WASHINGTON VA chief faulted over European trip expenses
WASHINGTON — Veterans Affairs Secretary David Shulkin improperly accepted Wimbledon tennis tickets and his staff lied that he was getting an award in order to justify his wife accompanying him at taxpayer expense on an 11-day European trip that mixed business and sightseeing, according to a blistering government investigation released Wednesday.
The 87-page report by the VA’s internal watchdog said Shulkin should reimburse the government more than $4,000 for his wife’s airfare and accused his top aide of doctoring emails to falsely represent that Shulkin was being honored in Denmark, inventing a rationale for his wife’s free travel.
“The investigation revealed serious derelictions” by Shulkin and his staff, said the report, which cited “poor judgment and/or misconduct.”

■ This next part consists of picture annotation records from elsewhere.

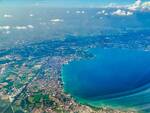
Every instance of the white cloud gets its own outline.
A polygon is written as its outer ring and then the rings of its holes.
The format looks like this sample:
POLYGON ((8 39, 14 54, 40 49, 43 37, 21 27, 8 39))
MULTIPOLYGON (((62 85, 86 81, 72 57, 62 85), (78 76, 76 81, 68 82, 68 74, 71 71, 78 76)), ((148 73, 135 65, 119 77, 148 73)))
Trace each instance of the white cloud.
POLYGON ((17 30, 27 30, 27 29, 33 29, 34 26, 33 25, 26 25, 26 26, 16 26, 14 28, 17 30))
POLYGON ((80 13, 81 13, 81 11, 76 11, 76 13, 77 13, 77 14, 80 14, 80 13))
POLYGON ((118 9, 118 10, 114 11, 114 12, 112 13, 112 15, 130 16, 130 15, 133 15, 133 12, 124 11, 124 10, 118 9))
POLYGON ((85 11, 76 11, 77 14, 84 14, 85 11))
POLYGON ((135 11, 137 9, 150 9, 150 2, 142 2, 136 0, 136 2, 128 7, 129 10, 135 11))
POLYGON ((50 21, 51 22, 63 22, 64 20, 56 18, 56 19, 51 19, 50 21))
POLYGON ((4 14, 3 17, 4 17, 4 18, 12 18, 13 16, 12 16, 12 15, 9 15, 9 14, 4 14))
POLYGON ((27 25, 28 28, 33 29, 34 26, 33 25, 27 25))
POLYGON ((9 30, 10 26, 0 26, 0 30, 9 30))
POLYGON ((70 13, 70 11, 68 10, 68 11, 66 11, 66 13, 67 13, 67 14, 69 14, 69 13, 70 13))
POLYGON ((33 15, 33 14, 30 14, 29 16, 30 16, 30 17, 33 17, 34 15, 33 15))

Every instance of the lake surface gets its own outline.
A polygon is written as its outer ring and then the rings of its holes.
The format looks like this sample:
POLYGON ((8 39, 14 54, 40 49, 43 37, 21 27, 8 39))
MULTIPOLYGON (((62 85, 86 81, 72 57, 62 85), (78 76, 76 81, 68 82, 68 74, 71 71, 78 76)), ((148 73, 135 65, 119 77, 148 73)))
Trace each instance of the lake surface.
POLYGON ((94 106, 111 103, 137 107, 149 103, 150 52, 114 48, 90 52, 95 58, 63 66, 67 93, 94 106))

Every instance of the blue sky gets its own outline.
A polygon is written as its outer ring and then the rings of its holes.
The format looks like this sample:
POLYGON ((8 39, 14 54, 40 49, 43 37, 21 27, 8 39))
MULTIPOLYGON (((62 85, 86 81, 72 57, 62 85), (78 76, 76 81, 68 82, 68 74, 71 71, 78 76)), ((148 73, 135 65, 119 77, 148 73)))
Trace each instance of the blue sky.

The findings are the latest in a series of controversies involving expensive or wasteful plane travel by top Trump administration officials. President Trump’s health secretary, Tom Price, resigned in September after questions arose about his use of private jets for multiple government trips.

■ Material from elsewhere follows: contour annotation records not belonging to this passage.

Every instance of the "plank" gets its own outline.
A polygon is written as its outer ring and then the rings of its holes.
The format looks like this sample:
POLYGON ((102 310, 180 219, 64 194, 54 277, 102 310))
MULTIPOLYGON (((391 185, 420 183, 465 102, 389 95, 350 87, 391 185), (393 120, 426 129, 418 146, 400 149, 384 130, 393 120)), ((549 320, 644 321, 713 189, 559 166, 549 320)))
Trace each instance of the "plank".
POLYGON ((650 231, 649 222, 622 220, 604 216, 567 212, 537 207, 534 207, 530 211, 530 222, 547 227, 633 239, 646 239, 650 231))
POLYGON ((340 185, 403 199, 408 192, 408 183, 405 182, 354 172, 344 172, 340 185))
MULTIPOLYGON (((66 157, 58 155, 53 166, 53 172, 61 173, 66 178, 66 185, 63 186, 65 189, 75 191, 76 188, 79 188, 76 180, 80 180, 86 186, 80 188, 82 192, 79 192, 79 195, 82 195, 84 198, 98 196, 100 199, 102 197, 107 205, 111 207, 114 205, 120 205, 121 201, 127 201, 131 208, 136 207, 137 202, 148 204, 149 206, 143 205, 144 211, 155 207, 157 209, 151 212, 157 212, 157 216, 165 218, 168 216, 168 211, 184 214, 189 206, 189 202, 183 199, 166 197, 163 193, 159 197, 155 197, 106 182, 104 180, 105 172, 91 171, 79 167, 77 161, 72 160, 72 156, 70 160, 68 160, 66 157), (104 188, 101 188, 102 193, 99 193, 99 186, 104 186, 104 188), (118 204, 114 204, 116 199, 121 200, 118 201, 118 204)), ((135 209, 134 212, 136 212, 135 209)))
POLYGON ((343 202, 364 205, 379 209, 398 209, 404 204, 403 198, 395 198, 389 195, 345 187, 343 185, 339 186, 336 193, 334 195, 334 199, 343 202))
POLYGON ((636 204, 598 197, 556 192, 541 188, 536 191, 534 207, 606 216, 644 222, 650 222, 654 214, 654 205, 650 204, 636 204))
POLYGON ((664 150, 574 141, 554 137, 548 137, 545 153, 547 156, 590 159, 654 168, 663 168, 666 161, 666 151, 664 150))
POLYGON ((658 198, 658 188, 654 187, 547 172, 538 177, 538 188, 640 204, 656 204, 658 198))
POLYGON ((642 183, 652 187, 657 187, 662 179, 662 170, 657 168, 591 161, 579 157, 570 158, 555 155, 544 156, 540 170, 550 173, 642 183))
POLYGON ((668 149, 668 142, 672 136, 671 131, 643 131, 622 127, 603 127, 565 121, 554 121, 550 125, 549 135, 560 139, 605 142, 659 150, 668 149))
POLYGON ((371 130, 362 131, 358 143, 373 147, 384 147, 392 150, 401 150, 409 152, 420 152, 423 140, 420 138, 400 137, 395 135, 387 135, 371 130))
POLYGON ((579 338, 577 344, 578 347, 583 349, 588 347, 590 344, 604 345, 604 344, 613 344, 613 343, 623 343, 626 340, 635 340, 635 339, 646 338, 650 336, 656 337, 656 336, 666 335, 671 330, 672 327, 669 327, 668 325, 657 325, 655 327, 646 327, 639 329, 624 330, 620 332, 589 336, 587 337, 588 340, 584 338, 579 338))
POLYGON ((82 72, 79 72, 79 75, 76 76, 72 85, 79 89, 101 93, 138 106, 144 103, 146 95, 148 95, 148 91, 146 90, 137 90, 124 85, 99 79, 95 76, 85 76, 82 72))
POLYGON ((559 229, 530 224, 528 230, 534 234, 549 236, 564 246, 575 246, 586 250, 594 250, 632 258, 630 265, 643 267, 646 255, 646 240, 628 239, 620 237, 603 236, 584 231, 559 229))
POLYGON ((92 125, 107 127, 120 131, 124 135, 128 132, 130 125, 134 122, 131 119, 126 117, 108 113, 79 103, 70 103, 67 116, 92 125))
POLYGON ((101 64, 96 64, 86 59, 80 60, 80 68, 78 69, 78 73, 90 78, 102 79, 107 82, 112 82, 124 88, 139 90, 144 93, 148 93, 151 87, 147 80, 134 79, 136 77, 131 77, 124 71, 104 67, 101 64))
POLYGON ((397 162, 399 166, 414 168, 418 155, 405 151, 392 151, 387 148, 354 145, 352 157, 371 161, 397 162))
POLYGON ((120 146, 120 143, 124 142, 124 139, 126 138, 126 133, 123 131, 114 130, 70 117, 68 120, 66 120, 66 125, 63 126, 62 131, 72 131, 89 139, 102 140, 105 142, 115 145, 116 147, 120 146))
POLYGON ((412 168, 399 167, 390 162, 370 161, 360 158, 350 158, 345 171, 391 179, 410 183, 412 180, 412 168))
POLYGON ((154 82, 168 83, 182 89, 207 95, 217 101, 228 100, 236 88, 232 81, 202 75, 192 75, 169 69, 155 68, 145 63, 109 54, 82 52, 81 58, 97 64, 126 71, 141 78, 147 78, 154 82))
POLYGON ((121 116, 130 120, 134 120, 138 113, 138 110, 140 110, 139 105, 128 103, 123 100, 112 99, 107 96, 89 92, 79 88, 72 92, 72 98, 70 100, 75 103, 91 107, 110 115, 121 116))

Top lawmakers on the congressional oversight committees urged Shulkin, a former VA undersecretary of health who served in the Obama administration, to fully address the findings. They stressed in a joint statement that “whether intentional or not, misusing taxpayer dollars is unacceptable.”
Rep. Mike Coffman, R-Colo., a member of the House Veterans’ Affairs Committee, called on Shulkin to resign and said “it is time to clean house at the VA.”
In a response, Shulkin said he did nothing improper and he attacked the investigation as containing the “thread of bias.”
“A report of this nature is a direct assault on my spouse, my character, and my unblemished record of service to the Veterans Affairs Administration,” he wrote.
Shulkin said he will consult with the agency’s general counsel and reimburse the costs for his wife’s airfare and the Wimbledon tickets if advised to do so.
Shulkin’s overseas trip may have involved too much leisure time at taxpayers’ expense, according to the report by the VA’s inspector general, Michael Missal. It found that VA ethics officials should not have approved the commercial airfare for Shulkin’s wife, Merle Bari, and they did so only after Shulkin’s chief of staff, Vivieca Wright Simpson, altered emails to make it appear he was receiving an award to justify his wife’s traveling on the public’s dime.